Lapide nella chiesa cattolica di Plettenberg
“…Mi riferisco al noto passo iniziale dell’Odissea (I, 3), in cui si legge, secondo la versione dominante, καὶ νοόν ἔγνω. Io preferisco la lezione καὶ νόμον ἔγνω”
(C. Schmitt, Der Nomos der Erde im Völkerrecht des Jus Publicum Europaeum, Köln, Greven Verlag, 1950; trad. it. Il nomos della terra nel diritto internazionale dello «Jus Publicum Europaeum», traduzione di E. Castrucci, Adelphi, Milano, 2006 (1991¹), p. 67)
“A proposito del motto καὶ νόμον ἔγνω l’ho fatto trascrivere dappertutto, anche sui fazzoletti; tanto che i miei familiari mi prendevano in giro per questo καὶ νόμον ἔγνω. Ci si è molto scherzato su. La mia governante ha addirittura composto il motto con i chiodi sul legno. Tutto ciò può sembrare una stupidaggine, però quando si invecchia ci si innamora di queste cose. Ed è bene che si sappiano queste mie cose personali”
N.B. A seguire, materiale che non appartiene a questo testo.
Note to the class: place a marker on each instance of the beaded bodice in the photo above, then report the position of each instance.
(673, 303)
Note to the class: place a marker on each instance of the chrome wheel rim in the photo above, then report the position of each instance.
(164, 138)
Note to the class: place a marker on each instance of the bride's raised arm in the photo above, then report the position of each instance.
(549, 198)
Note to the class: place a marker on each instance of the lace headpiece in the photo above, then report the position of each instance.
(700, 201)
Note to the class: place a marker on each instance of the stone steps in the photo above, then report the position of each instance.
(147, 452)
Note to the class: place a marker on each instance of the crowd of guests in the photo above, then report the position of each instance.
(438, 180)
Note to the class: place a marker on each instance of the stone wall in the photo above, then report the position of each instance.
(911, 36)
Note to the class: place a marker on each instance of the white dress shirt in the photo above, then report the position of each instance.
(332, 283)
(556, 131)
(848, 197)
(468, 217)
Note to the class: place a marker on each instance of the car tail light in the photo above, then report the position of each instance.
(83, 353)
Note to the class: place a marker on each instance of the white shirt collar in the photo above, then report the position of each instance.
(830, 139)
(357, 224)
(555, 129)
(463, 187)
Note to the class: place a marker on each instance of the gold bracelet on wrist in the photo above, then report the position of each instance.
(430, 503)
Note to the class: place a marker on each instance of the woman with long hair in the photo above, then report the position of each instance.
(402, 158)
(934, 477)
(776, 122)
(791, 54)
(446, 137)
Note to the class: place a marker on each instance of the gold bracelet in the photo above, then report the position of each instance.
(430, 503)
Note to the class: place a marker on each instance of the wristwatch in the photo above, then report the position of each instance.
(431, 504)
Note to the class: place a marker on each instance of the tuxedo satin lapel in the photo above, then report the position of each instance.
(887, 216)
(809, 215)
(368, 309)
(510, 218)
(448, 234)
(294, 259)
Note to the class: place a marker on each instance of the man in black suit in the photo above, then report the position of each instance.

(C. Schmitt, Un giurista davanti a se stesso, intervista del 9 Novembre 1982 a Fulco Lanchester, Quaderni costituzionali, n.1, 1983 e oggi in C. SCHMITT, Un giurista davanti a se stesso. Saggi e interviste, Neri Pozza, Vicenza, 2005, p. 168)
* Grabstein von Carl Schmitt auf dem katholischen Friedhof in Plettenberg. Immagine tratta da: Carl Schmitt-Förderverein e.V. (http://www.carl-schmitt.de/)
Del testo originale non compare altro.